Monkey Loves to Fight said...

SES I think comes out next week so they seem to be usually the most accurate. If anything I think the polls show both the Liberals and Conservatives have 30% who they can count on voting for them for sure and then another remaining 10% who are up for grabs.

I do agree the Ontario numbers seem a bit fishy. I have seen ones showing the Tories only 5 points behind, but not 5 points ahead. That being said Ontario is not as monolithic as some think so depending on what part of the province the poll numbers come from and how they are weighted this could be a partial explanation.

I am less concerned about polls showing the Tories in the 40s in British Columbia or Atlantic Canada since the sample is under 100 so they are completely meaningless. You need at least 400 participants for the poll to even have some validity.

ottlib said...

This poll is just in keeping with how things have been going since the last election.

The Liberals are rock solid at about 32% +/- 2% and the Conservatives are jumping around like a yoyo.

I would say the increase in Conservative support, of 3 points, is a combination of survey error and the usual advantage that the incumbent party has in between elections.

That is the explanation for these estimates, not the ads. It is an unfortunate need of the media to find some kind of explanation for every poll result and in this case the Conservative ads are an obvious choice.

The Liberals can take solice in the fact the ads did not shake their support.

The Conservatives can take some solace in the fact they have a lead but they should still be concerned that their support is way too fickle for their own good.

Monkey Loves to Fight said...

I think both parties have a base of about 30% while a ceiling of 40%. At least one party makes a major blunder in the election I would expect both parties to get above 30% and neither to crack the 40%. In the case of Ontario, the Tories have consistently gotten between 32-38% in almost every election since confederation. Even during Trudeaumania they still got over 32% in Ontario while in 1988 they only get 39%. The only real change is the rural/urban divide seems to be becoming far more pronounced as they've picked up traditional rural Liberal ridings such as Glengarry-Prescott-Russell, Essex, Chatham-Kent-Essex, Renfrew-Nippissing-Pembroke, and Chatham-Kent-Essex while lost traditional Tory urban ridings such as Don Valley West, Etobicoke Centre, Oakville, Kitchener Centre, Kitchener-Waterloo, and London West.

This seems eerily reminiscent of all other English speaking countries since this divide also exists in the United States, Britain, New Zealand, and Australia.
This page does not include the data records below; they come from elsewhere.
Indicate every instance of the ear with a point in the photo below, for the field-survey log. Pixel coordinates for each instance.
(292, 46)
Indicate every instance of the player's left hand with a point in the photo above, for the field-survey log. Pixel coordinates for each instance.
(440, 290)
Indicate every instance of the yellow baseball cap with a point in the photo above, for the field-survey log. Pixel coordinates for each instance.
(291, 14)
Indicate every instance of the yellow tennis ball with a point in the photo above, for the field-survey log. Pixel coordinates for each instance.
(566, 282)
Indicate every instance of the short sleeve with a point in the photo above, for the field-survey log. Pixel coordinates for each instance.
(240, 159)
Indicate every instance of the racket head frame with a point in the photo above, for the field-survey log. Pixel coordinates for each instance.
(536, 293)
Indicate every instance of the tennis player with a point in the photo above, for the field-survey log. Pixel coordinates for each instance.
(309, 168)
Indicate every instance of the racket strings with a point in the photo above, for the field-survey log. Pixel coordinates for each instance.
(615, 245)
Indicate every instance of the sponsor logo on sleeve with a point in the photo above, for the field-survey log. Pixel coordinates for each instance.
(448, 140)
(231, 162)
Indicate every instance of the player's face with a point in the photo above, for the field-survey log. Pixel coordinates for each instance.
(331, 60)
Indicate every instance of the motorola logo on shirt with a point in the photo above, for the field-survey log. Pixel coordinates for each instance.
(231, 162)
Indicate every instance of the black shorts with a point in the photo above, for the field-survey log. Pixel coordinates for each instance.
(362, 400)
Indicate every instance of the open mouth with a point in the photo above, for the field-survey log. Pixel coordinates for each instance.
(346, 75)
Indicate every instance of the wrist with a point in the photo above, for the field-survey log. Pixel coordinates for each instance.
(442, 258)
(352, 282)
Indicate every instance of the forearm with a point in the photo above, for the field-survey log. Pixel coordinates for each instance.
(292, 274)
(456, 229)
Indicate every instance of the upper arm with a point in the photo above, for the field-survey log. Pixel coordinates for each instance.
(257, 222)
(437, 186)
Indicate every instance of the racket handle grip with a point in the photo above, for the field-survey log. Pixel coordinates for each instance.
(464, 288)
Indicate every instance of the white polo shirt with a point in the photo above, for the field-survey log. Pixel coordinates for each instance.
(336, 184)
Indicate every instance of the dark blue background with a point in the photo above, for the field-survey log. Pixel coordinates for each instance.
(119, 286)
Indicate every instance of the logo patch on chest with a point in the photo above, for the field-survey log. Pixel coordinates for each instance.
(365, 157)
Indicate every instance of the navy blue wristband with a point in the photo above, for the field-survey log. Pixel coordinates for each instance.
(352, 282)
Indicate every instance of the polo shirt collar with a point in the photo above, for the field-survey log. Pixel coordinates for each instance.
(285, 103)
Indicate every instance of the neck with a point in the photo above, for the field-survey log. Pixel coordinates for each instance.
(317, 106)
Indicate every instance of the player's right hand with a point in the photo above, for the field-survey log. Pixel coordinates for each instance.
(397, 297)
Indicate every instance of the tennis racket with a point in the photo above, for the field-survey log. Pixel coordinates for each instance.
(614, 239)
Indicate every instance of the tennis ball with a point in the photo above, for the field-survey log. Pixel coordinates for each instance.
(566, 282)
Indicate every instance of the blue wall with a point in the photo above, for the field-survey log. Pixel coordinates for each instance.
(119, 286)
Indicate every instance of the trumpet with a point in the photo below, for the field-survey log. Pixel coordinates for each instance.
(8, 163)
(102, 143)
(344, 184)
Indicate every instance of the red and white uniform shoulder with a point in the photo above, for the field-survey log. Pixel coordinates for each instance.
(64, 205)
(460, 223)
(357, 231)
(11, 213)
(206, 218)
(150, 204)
I am not sure the exact reason for this divide, although my main hypothesis is rural voters are more traditional and don't like parties that promote major social change, while urban areas like progressive parties. In addition the demographics in rural areas are tilted in the Conservative favour since the median age is considerably older and as people age they tend to become more conservative. In fact in 1974, by a two to one margin, they were more voters going Liberal to PC than PC to Liberal yet the Liberals still increased their votes and PCs lost since the Liberals won significantly amongst first time voters while those who died between 1972-1974 were mostly Tories.